We do need to think carefully about what is the appropriate variable for time. Is it the variable we used to reshape the data–often wave–or some other more appropriate metric, like age or time in study (Singer & Willett, 2003)?

5 References

Hox, J. (2010). Multilevel analysis: Techniques and applications (2nd ed.). Routledge.
Hox, J., Moerbeek, M., & van de Schoot, R. (2018). Multilevel analysis: Techniques and applications (Third edition.). Routledge, Taylor & Francis Group,.

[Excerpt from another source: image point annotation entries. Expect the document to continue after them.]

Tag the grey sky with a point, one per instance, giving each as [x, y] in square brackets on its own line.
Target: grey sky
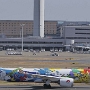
[71, 10]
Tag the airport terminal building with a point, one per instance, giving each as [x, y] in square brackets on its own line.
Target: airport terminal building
[57, 34]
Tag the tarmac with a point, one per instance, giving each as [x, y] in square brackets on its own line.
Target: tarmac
[64, 57]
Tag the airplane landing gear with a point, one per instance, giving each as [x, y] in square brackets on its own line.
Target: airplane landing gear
[47, 86]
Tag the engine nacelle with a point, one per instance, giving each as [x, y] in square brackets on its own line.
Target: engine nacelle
[66, 82]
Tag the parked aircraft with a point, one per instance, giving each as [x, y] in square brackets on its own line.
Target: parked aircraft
[63, 77]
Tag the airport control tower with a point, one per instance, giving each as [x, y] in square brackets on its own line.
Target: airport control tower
[38, 28]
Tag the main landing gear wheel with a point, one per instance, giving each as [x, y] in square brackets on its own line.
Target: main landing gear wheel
[47, 86]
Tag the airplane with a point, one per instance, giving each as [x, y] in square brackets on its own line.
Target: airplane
[63, 77]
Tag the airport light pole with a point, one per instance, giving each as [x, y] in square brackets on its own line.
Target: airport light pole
[22, 25]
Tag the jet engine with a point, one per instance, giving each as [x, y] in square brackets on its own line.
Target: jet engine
[66, 82]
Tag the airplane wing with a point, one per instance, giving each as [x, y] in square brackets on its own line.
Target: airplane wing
[62, 81]
[48, 77]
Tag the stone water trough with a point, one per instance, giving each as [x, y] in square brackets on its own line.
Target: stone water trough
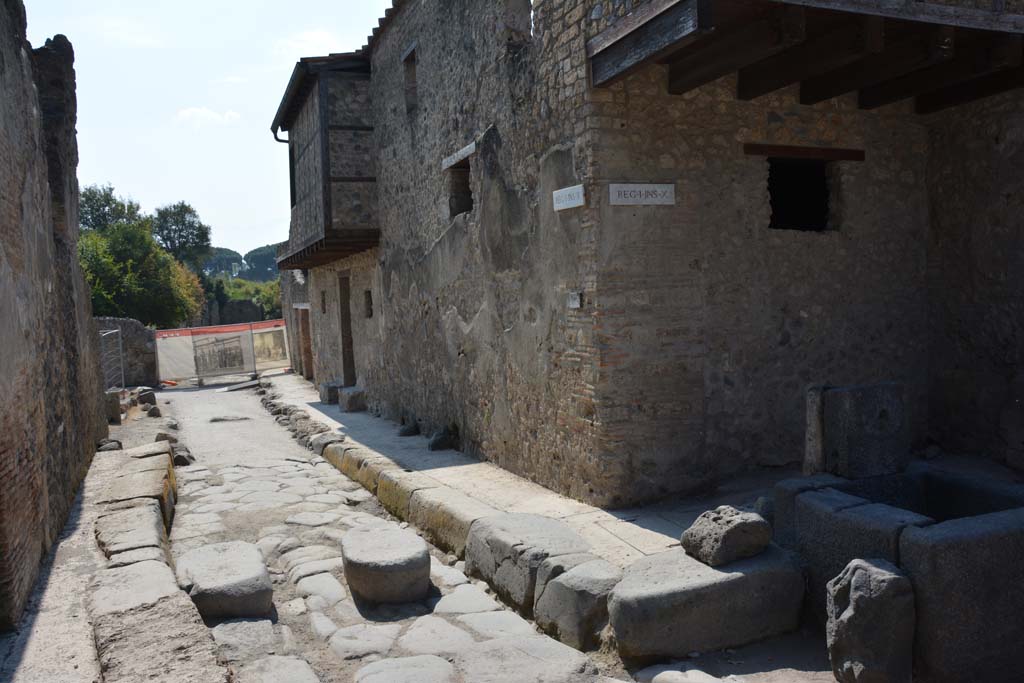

Luke, D. (2004). Multilevel modeling. SAGE Publications, Inc. https://doi.org/10.4135/9781412985147
Rabe-Hesketh, S., & Skrondal, A. (2022). Multilevel and longitudinal modeling using stata. In Stata Press (4th ed.). Stata Press.
Raudenbush, S. W. (1995). Hierarchical linear models to study the effects of social context on development. In J. M. Gottman (Ed.), The analysis of change (pp. 165–199). Lawrence Erlbaum Associates.
Raudenbush, S. W., & Bryk, A. S. (2002). Hierarchical linear models: Applications and data analysis methods. Sage Publications.
Singer, J. D., & Willett, J. B. (2003). Applied longitudinal data analysis : Modeling change and event occurrence. Oxford University Press.